La première "société à mission" du livre
Client depuis huit mois, Thibault Vandermersch, directeur des opérations d'Amphora, le premier éditeur de sport du marché, ne voit que des avantages à cette rénovation. "Certains distributeurs sont plus tâtillons que d'autres dans le tri des retours. Là, je décide des titres à rénover ou non en fonction de leur potentiel, ce qui me permet de sauver 60 à 70% de la marchandise destinée au pilon. Cela évite des réimpressions successives, et même si je n'ai pas encore chiffré le gain financier, le seul impact écologique m'a convaincu", détaille-t-il.
La SGE, qui s'est engagée dans une démarche RSE (responsabilité sociétale des entreprises) et devrait devenir dans l'été la première "société à mission" du secteur du livre - une qualification introduite par la loi PACTE de 2019, et dont la finalité est de cumuler la recherche de la performance économique avec la contribution à l'intérêt général - fait valoir près de 8 millions de livres sauvés du pilon.

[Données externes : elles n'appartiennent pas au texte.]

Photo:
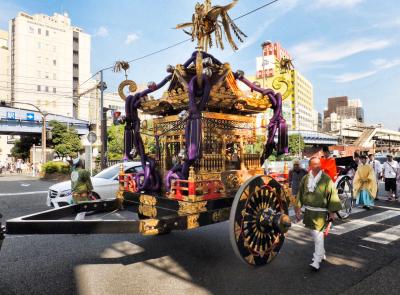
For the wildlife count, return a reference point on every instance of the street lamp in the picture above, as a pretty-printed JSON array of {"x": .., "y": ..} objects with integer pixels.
[
  {"x": 298, "y": 129},
  {"x": 262, "y": 59},
  {"x": 44, "y": 114}
]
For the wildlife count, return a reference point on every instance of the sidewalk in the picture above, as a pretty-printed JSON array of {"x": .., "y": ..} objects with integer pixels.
[{"x": 384, "y": 281}]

Charles-Henry d'Ocagne, qui explique "lutter contre 30 ans d'idées reçues", espère désormais convertir les grands groupes à ce cercle vertueux de la rénovation des invendus : "Je suis persuadé qu'un petit acteur comme nous peut faire bouger les lignes dans l'industrie, car rénover, c'est à la fois rentable et écoresponsable."